В первую половину своей карьеры Джеффри обрел известность на родине и за рубежом как редактор журнала «Эдинбург ревью». Маккаллоха ценили за помещаемые им в этом журнале статьи, хотя он сам редактировал «Скотсмен», главную городскую газету, основанную в 1817 году. Но наиболее близкий по духу труд его жизни заключался в разработке политической экономии Адама Смита. Маккаллох дополнил этот труд как автор классической теории государственных финансов. Отнюдь не смутьян, он оставался все тем же человеком выдающегося ума, достойным по любым стандартам профессорского звания. Однако пост, который он получил в Лондонском университете, выбирался им не в первую очередь. Странно, но факт: Шотландия до относительно поздних времен не могла похвастать кафедрой такой науки, как политэкономия, которую она же и изобрела. В 1827 году планировалось создать кафедру в Эдинбургском университете. Очевидным кандидатом на должность преподавателя казался Маккаллох: поэтому он тоже поддерживал данный проект. Но глава Шотландии, тори лорд Мелвилл предпочел не санкционировать создание данной кафедры, если ее предстояло получить вигу. «Единственное настоящее препятствие — Мелвилл, — отмечал Маккаллох, — но, думаю, оно окажется непреодолимым, и вследствие этого проект не осуществится». Кафедру политэкономии вместо этого создали в Лондоне, куда и отправился Маккаллох. Он продолжал учить студентов, что никакое правительство не должно тратить ни гроша до того, как повысит налоги. В соответствии с этим постулатом он представлял собой чуть ли не пародию на серьезную, лишенную юмора сторону национального характера. Остряки из журнала «Блэквудс Эдинбург мэгазин» высмеивали его как «мрачного, угрюмого, упрямого типа».[379]

В 1846 году свободная торговля за которую ратовал Маккаллох, окажется в руках отнюдь не вига, а премьера-консерватора, сэра Роберта Пиля. Изменение подхода к делу тепло встретили в Глазго, который вел мировую торговлю, но в Эдинбурге приветствовали не столь сильно. В этом городе по-прежнему преобладали юристы — и юристы же управляли картелями, и потому город не проявлял ни малейшей любви к конкуренции ради нее самой, хоть здесь, хоть где-либо еще.
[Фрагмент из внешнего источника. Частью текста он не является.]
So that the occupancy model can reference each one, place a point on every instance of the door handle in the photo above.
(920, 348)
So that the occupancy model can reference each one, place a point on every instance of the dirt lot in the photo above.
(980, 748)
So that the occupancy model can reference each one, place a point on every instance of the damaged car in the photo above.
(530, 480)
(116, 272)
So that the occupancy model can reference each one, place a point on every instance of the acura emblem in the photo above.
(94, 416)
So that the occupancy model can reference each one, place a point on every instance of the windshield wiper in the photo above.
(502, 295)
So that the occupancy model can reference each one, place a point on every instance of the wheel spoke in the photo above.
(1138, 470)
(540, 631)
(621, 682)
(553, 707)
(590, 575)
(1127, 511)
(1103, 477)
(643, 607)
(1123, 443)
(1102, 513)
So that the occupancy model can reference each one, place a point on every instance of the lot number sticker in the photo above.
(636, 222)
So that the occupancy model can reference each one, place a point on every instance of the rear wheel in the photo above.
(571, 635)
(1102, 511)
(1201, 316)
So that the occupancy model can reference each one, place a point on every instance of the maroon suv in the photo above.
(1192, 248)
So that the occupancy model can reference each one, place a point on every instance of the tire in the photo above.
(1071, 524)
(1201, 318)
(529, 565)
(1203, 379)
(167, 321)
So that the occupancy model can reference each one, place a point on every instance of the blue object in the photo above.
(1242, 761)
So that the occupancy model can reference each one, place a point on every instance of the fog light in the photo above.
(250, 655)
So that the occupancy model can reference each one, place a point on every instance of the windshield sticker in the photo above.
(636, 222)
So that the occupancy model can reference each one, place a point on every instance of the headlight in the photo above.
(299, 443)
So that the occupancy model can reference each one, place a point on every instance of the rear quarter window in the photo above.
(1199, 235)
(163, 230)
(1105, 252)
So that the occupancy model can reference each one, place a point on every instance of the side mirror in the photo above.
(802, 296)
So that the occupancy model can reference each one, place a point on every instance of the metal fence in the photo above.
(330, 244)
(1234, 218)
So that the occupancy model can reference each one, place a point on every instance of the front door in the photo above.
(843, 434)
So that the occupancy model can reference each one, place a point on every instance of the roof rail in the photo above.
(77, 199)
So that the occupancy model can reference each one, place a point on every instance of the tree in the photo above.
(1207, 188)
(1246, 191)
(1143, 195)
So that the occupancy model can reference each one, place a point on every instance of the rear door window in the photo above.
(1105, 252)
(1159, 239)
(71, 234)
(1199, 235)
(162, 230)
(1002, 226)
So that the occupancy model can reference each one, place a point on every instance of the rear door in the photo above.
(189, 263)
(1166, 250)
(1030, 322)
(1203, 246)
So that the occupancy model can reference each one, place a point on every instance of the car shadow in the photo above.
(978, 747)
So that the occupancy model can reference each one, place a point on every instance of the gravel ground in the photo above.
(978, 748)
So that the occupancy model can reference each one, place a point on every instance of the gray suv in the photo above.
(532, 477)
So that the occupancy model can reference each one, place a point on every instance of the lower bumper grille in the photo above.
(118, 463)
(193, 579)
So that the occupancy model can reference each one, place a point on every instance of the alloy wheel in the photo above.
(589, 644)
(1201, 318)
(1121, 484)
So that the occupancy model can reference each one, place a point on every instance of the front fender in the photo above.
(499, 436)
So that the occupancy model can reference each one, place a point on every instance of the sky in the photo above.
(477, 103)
Фактически местные интеллектуалы-тори, представленные в журнале «Блэквуде», всегда называли политэкономию безумием на том основании, что не имеющие никаких ограничений рынки разрушают скрепляющие общество узы взаимной защиты и преданности. Вместо этого благожелательному мелкопоместному дворянству и угнетенным рабочим следует объединить силы против ведущих к утилитаризму реформаторов и их друзей-капиталистов. Такое представление было романтическим и иногда находило романтическое выражение. Рьяный патриот из «Блэквудса», Уильям Эйтоун, профессор риторики Эдинбургского университета, выбрал сатирические стихи, чтобы предречь, как свободная торговля вызовет бурный (и к тому же совершенно справедливый) протест у батраков, которых она доведет до нищеты:

Ячмень из Мекленбурга, пшеница из Польши,

Масло из Голландии, американский сыр,

Даровой бекон,

Случайный груз,

Плывут к нашим берегам с каждым попутным ветром.

Что нам за дело до отчаявшихся крестьян

Рыщущих вокруг скотных дворов со спичками?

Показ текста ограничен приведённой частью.